Edificio en Suiza ofrece refugio a los hipersensibles

No está permitido fumar, ponerse perfume ni usar teléfonos móviles: la lista de reglas en un recién inaugurado edificio de apartamentos en Leimbach, en las afueras de Zúrich, es larga.

La razón es simple. El edificio fue construido especialmente para quienes se enferman si se exponen a productos de uso diario, como perfumes, lociones para las manos y laca para el cabello.

"He sufrido desde que era un niño. Esto realmente va a cambiar mi vida", dice Christian Schifferle, de 59 años, titular de la Fundación Vida y Vivir Saludable (www.stiftung-glw.com), el principal impulsor del proyecto.

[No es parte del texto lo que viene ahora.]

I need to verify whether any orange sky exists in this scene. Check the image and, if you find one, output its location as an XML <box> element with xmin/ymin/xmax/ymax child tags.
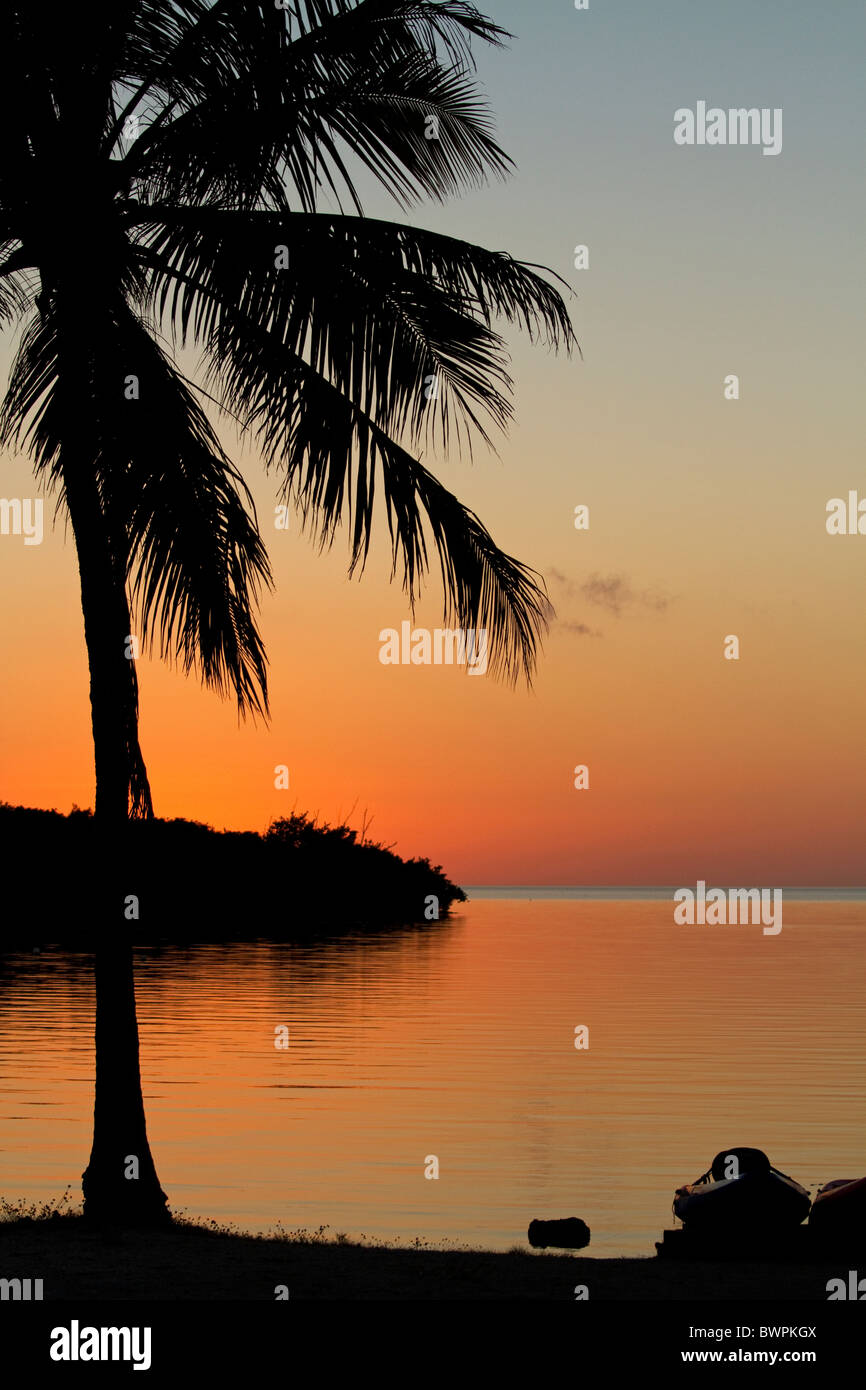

Schifferle y sus vecinos sufren de Sensibilidad Química Múltiple (SQM), una enfermedad crónica no muy reconocida por la comunidad médica, pero que según los afectados se origina en la exposición a bajos niveles de químicos en cosas como el humo del cigarrillo, pesticidas, productos perfumados y vapores de pintura.

Muchos de los residentes sufren además de hipersensibilidad electromagnética, un trastorno por el cual tampoco toleran las radiaciones de los equipos inalámbricos. "Me dejan débil, ansioso, no puedo respirar, me duelen los pulmones y me da vértigo", explica Schifferle, que padece ambas dolencias, enumerando los síntomas que se ha acostumbrado a experimentar a diario.

Aunque vivir en el edificio no curará a Schifferle ni a sus vecinos, sin duda puede mejorar el día a día de estas personas, que suelen vivir aisladas y no logran encontrar trabajo.